South African bodies call for Israel to be excluded from diamond processing over ‘war crimes’
South African human rights groups, trade unions and major civil society organisations are calling for the Kimberley Process Certification Scheme to exclude Israel from diamond processing.

The certification scheme is designed to stop 'conflict diamonds' from entering the mainstream diamond market and was set up in 2003. The organisation which runs the scheme is currently meeting in South Africa.  

The coalition of organisations such as South Africa's National Union of Mineworkers, the country's largest trade union federation COSATU; South African Students Congress; the Coalition for a Free Palestine and BDS South Africa say that “billions of dollars' worth of diamonds exported via Israel are a major source of revenue for the Israeli military, which stands accused of war crimes."

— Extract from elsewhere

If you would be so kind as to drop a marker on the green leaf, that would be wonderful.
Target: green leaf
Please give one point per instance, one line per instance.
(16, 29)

The coalition is calling for Israel to be excluded from the Kimberley Process Certification Scheme due to its human rights record against Palestinians, and to end all exports of rough diamonds to Israel immediately.

The Kimberley Process Certification Scheme (KPCS) is the process to prevent "conflict diamonds" from entering the mainstream rough diamond market. Established by UN GA Resolution 55/56 in 2003, the process is aimed "to ensure that diamond purchases were not financing violence by rebel movements and their allies seeking to undermine legitimate governments." In order for a country to be a participant, it must ensure that any diamond originating from the country does not finance a rebel group or other entity seeking to overthrow a UN-recognized government, that every diamond export be accompanied by a Kimberley Process certificate and that no diamond is imported from, or exported to, a non-member of the scheme. As of 30 November 2012, there were 54 participants in the KPCS representing 80 countries, with the European Union counting as a single participant.

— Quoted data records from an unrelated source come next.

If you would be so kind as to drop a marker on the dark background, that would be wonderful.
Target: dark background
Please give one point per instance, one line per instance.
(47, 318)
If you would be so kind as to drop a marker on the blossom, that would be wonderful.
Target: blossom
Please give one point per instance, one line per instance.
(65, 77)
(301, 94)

The organizations also wants to ban diamond polishing and cutting in Israel. They claim excluding Israel from the diamond processing would be a great chance for the South African authorities to display "moral vision and political leadership".

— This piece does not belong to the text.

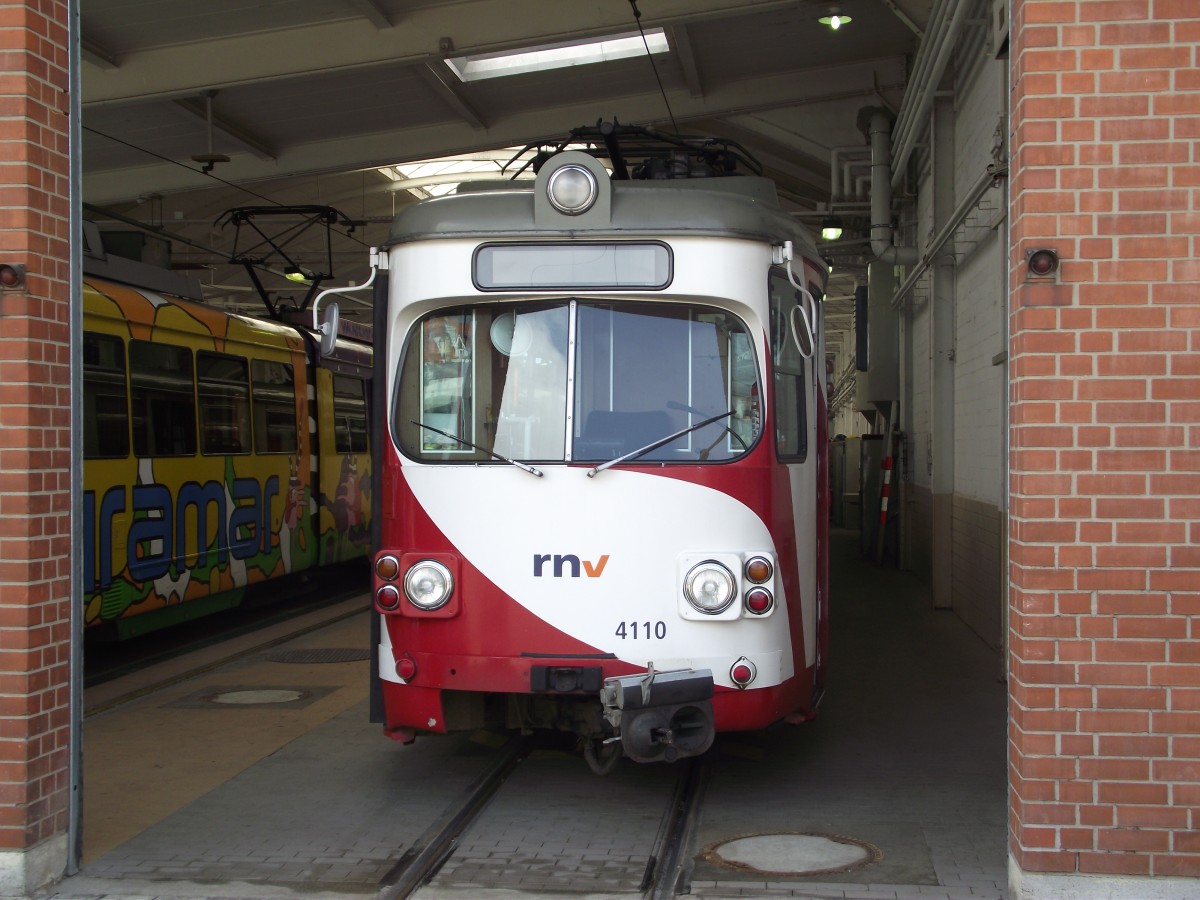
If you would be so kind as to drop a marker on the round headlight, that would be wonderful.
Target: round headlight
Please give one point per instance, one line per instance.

"The Kimberley Process has played an important role over the past decade in resolving conflicts linked to the diamond trade but there is no doubt that it has to be reformed... [by] expanding the definition of conflict to include human rights abuses linked to diamond extraction perpetrated by governments and companies; and expanding downstream monitoring so that the process covers not just the rough diamond trade but also the international movement and polishing of diamonds," Southern Africa Resource Watch director Claude Kabemba told the Business Day newspaper. 

The coalition also pointed to the local benefits of such a move, claiming it could bring more diamond processing jobs back to South Africa. "Consumers will have a clear conscience that their diamonds are not funding, assisting or in any way involved with the illegal Israeli occupation of Palestine, and more jobs will be created locally for our people by bringing this diamond processing back home instead of it being done in Israel," South African activist Mbuyiseni Ndlozi is quoted by the Middle East Monitor as saying.

The Kimberley Process, established a decade ago to help resolve international diamond trade conflicts and to ensure that the diamond trade is not used as an instrument to fund military rebellions and other violence interfering with human rights. The organization includes 54 participants representing 90 countries while its members account for about 99.8 percent of the global production of rough diamonds, the Middle East Monitor reports.